Notably, the study authors did not conclude that the data provided strong support for avoiding excessive alcohol intake or ceasing tobacco use but, rather, stated the following regarding their findings: “They suggest that abstaining from hot tea might be beneficial for preventing esophageal cancer in persons who drink alcohol excessively or smoke.”

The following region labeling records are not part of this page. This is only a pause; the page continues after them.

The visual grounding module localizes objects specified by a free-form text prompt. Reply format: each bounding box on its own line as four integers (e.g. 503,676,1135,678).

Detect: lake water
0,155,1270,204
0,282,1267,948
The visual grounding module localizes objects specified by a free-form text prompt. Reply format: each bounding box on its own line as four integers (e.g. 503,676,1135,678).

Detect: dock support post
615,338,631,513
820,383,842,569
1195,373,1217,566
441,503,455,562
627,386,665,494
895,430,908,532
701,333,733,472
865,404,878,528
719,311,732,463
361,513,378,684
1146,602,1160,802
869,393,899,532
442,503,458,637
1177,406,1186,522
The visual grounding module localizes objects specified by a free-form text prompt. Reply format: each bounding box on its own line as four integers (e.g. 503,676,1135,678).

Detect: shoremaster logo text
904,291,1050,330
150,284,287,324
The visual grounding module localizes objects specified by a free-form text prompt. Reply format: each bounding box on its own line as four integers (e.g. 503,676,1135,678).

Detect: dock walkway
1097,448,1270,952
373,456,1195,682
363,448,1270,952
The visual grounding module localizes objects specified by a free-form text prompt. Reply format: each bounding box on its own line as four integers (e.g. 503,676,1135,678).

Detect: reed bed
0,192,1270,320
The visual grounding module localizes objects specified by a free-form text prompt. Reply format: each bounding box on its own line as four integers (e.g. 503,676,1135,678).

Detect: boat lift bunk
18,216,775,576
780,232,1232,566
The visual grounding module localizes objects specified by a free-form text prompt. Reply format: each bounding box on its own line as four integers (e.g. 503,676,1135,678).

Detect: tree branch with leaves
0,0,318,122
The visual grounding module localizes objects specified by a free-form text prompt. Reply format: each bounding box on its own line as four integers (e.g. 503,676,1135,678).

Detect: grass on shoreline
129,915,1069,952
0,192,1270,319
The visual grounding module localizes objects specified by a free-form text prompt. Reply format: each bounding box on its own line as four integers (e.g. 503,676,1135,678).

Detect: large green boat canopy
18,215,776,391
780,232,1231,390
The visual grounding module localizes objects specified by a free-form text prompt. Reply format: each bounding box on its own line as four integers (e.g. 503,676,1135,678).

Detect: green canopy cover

Again, imagine a delighted tobacco industry, which can now cite this peer-reviewed manuscript that declares a reasonable strategy for reducing the risk of this cancer is to not drink hot tea. What were these authors thinking when they wrote that statement, and who were the peer reviewers and journal editors who permitted this unhelpful and potentially dangerous conclusion to be included in this publication?

References

  1. Wakefield AJ, Murch SH, Linnell AA, et al. Retracted: ileal-lymphoid-nodular hyperplasia, non-specific colitis, and pervasive developmental disorder in children. Lancet. 1998;351(9103):637-641. doi: 10.1016/S0140-6736(97)11096-0.
  2. Brody JE. The debate persists over G.M.O. foods. New York Times. April 24, 2018:D5.
  3. GBD 2015 Tobacco Collaborators. Smoking prevalence and attributable disease burden in 195 countries and territories, 1990-2015: a systematic analysis from the Global Burden of Disease Study 2015. Lancet. 2017;389(10082):1885-1906. doi: 10.1016/S0140-6736(17)30819-X.
  4. Carroll AE. Cancer label on coffee has its own risks. New York Times. April 24, 2018:A14.
  5. Yu C, Tang H, Guo Y, et al; China Kadoorie Biobank Collaborative Group. Hot tea consumption and its interactions with alcohol and tobacco use on the risk for esophageal cancer. Ann Intern Med. 2018;168(7):489-497. doi: 10.7326/M17-2000.